If you have considered forgoing a traditional telephone in your home in favor of a wireless phone, you are not alone. An Federal Communications Commission (FCC) spokeswoman, citing telecommunications trade-group statistics, estimated that about three percent of wireless telephone subscribers use the device as their only phone at home.

According to FCC, there were more than 100 million wireless telephone subscribers in the United States in December 2000, a 27 percent increase over the previous year. Wireless telephone use seems to have increased since the Sept. 11 terrorist attacks. According to the Cellular Telecommunications and Internet Association, a telecommunications trade group, there are now nearly 130 million wireless subscribers in the United States.

For some people, particularly those who travel frequently or live in an area that has reliable wireless-service coverage, going without a traditional telephone may make sense.

If you are contemplating cutting the cord or just thinking about subscribing to a wireless service, consider the following points:

The basics. FCC has a consumer-oriented fact sheet that describes wireless terminology and discusses what service providers do and do not offer.
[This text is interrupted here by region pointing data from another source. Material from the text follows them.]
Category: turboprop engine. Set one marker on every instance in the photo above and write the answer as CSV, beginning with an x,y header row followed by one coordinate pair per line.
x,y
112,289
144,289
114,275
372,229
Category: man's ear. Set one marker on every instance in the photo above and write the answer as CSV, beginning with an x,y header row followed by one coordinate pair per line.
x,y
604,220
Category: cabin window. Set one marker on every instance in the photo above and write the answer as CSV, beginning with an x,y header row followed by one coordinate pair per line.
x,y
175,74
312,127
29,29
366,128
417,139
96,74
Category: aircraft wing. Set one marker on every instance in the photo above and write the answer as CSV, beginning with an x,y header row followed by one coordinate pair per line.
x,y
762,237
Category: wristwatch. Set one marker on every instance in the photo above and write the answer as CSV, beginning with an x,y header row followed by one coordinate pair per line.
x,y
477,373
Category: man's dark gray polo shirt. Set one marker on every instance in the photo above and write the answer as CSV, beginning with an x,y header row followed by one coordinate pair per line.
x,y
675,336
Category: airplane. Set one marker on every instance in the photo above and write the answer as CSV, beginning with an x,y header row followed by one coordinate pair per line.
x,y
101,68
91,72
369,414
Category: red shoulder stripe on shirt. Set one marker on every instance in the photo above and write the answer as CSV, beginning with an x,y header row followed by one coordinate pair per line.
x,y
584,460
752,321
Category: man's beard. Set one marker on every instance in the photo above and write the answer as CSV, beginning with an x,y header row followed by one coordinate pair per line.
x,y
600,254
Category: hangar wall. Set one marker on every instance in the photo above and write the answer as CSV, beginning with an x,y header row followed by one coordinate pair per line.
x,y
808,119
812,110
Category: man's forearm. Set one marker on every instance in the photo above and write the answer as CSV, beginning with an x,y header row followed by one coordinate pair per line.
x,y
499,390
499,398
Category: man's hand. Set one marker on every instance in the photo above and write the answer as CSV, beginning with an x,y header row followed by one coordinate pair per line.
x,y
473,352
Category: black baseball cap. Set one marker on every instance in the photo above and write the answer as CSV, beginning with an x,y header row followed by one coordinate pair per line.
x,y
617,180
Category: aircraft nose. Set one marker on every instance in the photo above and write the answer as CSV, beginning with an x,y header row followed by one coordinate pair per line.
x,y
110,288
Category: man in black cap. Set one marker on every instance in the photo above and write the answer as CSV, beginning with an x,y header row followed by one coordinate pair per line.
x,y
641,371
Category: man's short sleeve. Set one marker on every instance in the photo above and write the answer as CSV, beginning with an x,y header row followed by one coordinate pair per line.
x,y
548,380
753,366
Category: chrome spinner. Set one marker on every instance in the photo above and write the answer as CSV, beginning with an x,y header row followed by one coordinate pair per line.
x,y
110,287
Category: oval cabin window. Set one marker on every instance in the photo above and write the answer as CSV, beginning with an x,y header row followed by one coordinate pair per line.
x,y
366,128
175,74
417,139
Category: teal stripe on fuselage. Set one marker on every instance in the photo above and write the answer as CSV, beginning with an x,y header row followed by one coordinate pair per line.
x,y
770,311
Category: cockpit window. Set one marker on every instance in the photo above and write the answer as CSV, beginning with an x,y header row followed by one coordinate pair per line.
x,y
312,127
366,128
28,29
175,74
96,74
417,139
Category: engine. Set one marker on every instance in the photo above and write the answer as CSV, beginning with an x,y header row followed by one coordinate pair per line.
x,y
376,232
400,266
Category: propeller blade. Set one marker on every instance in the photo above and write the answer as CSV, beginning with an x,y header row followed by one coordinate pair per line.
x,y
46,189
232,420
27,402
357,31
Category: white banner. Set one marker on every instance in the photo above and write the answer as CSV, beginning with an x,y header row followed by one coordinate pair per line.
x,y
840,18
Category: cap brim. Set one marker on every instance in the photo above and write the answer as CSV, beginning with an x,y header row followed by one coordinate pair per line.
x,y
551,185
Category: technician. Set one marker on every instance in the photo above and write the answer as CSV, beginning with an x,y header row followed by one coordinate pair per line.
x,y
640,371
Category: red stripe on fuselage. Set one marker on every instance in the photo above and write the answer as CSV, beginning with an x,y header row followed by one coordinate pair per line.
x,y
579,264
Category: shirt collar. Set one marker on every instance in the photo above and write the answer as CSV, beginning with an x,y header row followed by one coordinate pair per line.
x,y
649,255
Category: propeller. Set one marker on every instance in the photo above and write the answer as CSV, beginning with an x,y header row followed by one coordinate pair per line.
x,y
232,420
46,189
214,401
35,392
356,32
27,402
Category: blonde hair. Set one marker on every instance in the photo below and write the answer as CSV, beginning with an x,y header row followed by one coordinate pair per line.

Cost. According to FCC, 20 million wireless telephone subscribers have service plans that do not charge extra fees for long-distance calls. If you make many long-distance calls, you may be able to find a wireless service that costs less than a traditional home plan. But you may do better by switching your home service to another carrier whose options fit your normal calling patterns. When comparing costs, you should include any deposit that the wireless or conventional carrier requires you to pay.

Choosing a service. A chart from ZDnet, a technology information organization, gives an extensive comparison of different wireless service providers. The information originally appeared in PC Magazine last March.

Internet access. If you want a reliable Internet connection at home, you may need to install a traditional telephone line. Other options for connecting to the Internet include a cable modem, integrated services digital network line, or digital subscriber line access, all of which generally provide faster connections than a telephone modem. Wireless Internet connections are available but are not yet in widespread use.